Parmi les projets d’actualité, deux sont particulièrement symboliques : le sous-marin Barracuda et le programme nucléaire EPR2. Des filières en apparence éloignées mais qui doivent toutes deux tenir la distance au long cours (23 ans entre la commande des Barracuda en 2006 et la livraison du dernier bâtiment en 2029 ; environ 16 ans entre le lancement politique d’EPR2 en 2022 et une mise en service prévue autour de 2038). Deux programmes d’une complexité technique et réglementaire considérable, mobilisant des milliers d’ingénieurs et de fournisseurs sur plusieurs décennies, avec des échelles financières comparables. Dans les deux cas, la réussite tient moins à la prouesse technique qu’à la capacité à délivrer dans la durée.

Livrer plus vite et mieux : le retour d’expérience comme avantage compétitif

Le programme Barracuda en est la preuve. Les premiers sous-marins ont connu les tâtonnements habituels des projets pionniers (le Suffren a été livré avec environ 3 ans de retard) ; les suivants sont sortis plus vite, mieux finis, avec moins de surprises. Le dernier a été livré en avance. Parce que les équipes ont su capitaliser sur le retour d’expérience, stabiliser leurs méthodes, sécuriser les chaînes d’approvisionnement et transmettre les savoirs.

L’EPR2 a été pensé dans cette logique : plus simple à construire et plus standardisé que l’EPR initial. Cela marque une rupture avec le prototype isolé de Flamanville, dont les retards et surcoûts ont montré les limites d’un modèle sans continuité industrielle. Cette fois, il s’agit d’une véritable série : au moins trois paires de réacteurs conçus selon une architecture stable, donnant à la filière nucléaire une visibilité essentielle. Ce cadre transforme un défi monumental en projet crédible.

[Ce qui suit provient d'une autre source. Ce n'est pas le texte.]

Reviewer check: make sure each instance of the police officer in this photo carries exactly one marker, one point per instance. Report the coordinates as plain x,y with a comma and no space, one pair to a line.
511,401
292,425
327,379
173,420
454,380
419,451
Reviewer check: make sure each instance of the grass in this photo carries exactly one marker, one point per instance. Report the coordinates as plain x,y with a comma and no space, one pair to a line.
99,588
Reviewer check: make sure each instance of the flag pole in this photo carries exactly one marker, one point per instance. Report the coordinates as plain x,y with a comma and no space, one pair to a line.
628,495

Standardisation et apprentissage collectif au service de la performance industrielle

La France ne peut plus se permettre le cycle du « projet unique », suivi d’une décennie de creux industriel. Le vrai défi du nucléaire n’est plus vraiment technique, il est industriel. Les difficultés passées tenaient moins au système produit qu’à l’absence d’industrialisation des processus sur longue durée : une filière qui s’arrête, des compétences qui s’évaporent, des chaînes d’approvisionnement qui se délitent dès qu’un programme se termine. Reprendre la main sur la série et sur le temps long, c’est recréer les conditions de l’apprentissage collectif.

La performance industrielle ne se décrète pas à coups d’indicateurs trimestriels ou de slogans, elle se construit patiemment. Standardisation, retour d’expérience et stabilité des exigences sont les fondations de la performance : Barracuda l’a démontré, EPR2 le met en œuvre aujourd’hui. Des programmes comme le S3G ou les futurs SMR s’en inspireront naturellement.

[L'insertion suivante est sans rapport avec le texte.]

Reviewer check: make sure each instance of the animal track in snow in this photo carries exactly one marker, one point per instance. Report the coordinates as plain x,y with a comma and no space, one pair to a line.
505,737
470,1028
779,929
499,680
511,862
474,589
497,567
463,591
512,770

Compétitivité industrielle : la victoire se joue sur le temps long

Redonner de la valeur au temps long est vital dans un contexte géopolitique incertain, où les transformations s’accélèrent. Les dirigeants doivent apprendre à vivre avec une instabilité structurelle tout en gardant une vision durable. Ceux qui y parviennent, souvent dans la discrétion, méritent d’être salués.

Car la compétitivité industrielle se construit moins par l’innovation ponctuelle que par la répétition maîtrisée. La réussite des grands programmes n’est pas qu’une question de méthode mais aussi de culture : maintenir le même niveau d’exigence dans le temps, transmettre les savoirs, garder les partenaires engagés. C’est ainsi que nous pourrons faire face à la montée en puissance des géants chinois, dans l’aéronautique comme dans le nucléaire.